La condizione suona un po' dura ai nostri orecchi, per via anche di quel verbo odiare, che rispettando la lingua della Bibbia, andrebbe tradotto amare di meno. «Se qualcuno viene con me e non ama me più del padre e della madre, della moglie e dei figli, dei fratelli e delle sorelle, anzi, se uno non mi ama più di se stesso e della sua stessa vita, non può essere mio discepolo».

È questa assolutezza che ci viene chiesta: amare Gesù, più di chiunque, più ancora delle persone a noi più care, più della nostra stessa vita. E rinunziare a tutti i propri averi...

Rinunziare alle cose, non metterle in cima ai propri pensieri, perché il dramma delle cose è che hanno un fondo e il loro fondo è vuoto. Rinunziare alla logica dell'avere di più, in questo mondo disponibile a tutti i commerci e a tutte le vendite. Rinunziare a questo sistema disposto a fare del denaro la misura ultima del bene e del male.

È questo il caso serio del cristianesimo, questo è ciò che è in pericolo.
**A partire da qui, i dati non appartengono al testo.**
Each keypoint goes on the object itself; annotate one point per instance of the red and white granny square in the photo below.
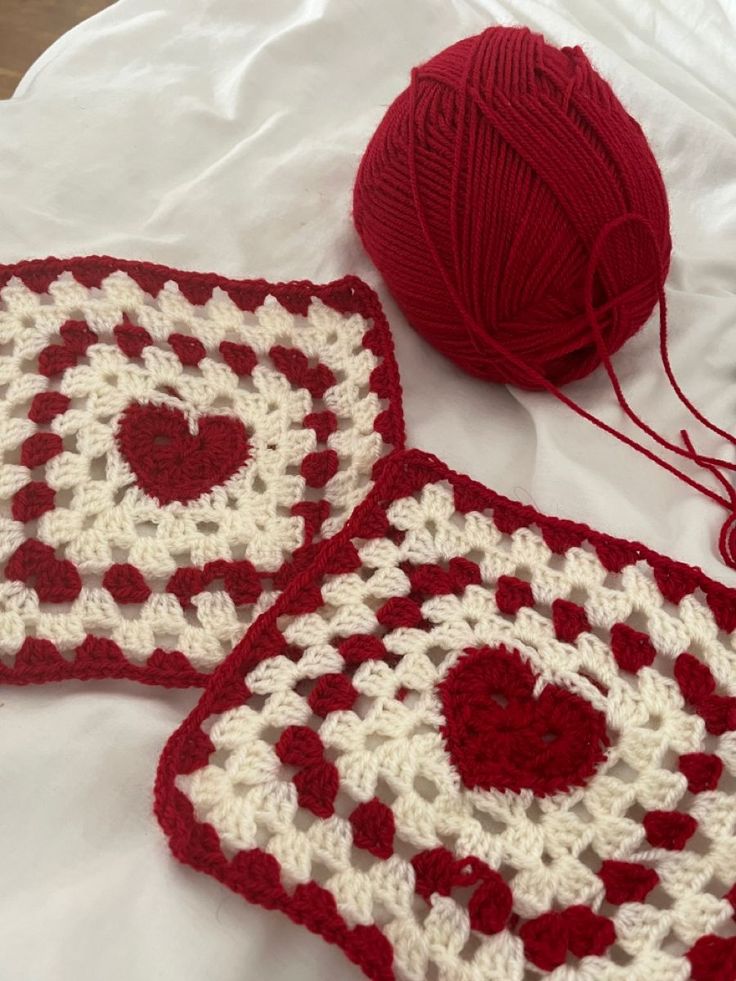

Non si tratta di avere una qualche sensibilità religiosa, una vaga e indefinita fede in Dio, ma di chiederci che posto occupa Gesù nella nostra vita, se per noi è prima, se è sopra anche delle persone e delle cose più care. Ma la domanda successiva, strettamente conseguente a questa è: quanto conosciamo Gesù? Come si può dire di metterlo al di sopra di tutto, di amarlo più di tutti, se non conosciamo, se non penetriamo il Vangelo, le Scritture?

L'ignoranza delle Scritture è ignoranza di Cristo. Di qui il bisogno di penetrare nei suoi pensieri, nei suoi sogni, nelle sue sfide e farli nostri. Fare cioè dei suoi pensieri, dei suoi sogni, delle sue sfide sempre più, ogni giorno di più, la nostra scelta, il nostro assoluto. Sfuggendo a un equivoco, che poi diventa anche un timore: quello cioè, che amare Gesù più del padre e della madre, della moglie e dei figli, degli averi e della stessa vita, voglia dire amare meno. No, vuol dire semplicemente non crearci degli idoli soffocanti, né di noi stessi né degli altri.
Diventeremmo schiavi, se occupassero il posto di Dio.

Mettere Dio al primo posto vuol dire anzi, porre una garanzia che preservi l'amore dal diventare nido di egoismi e lo mantenga vero amore.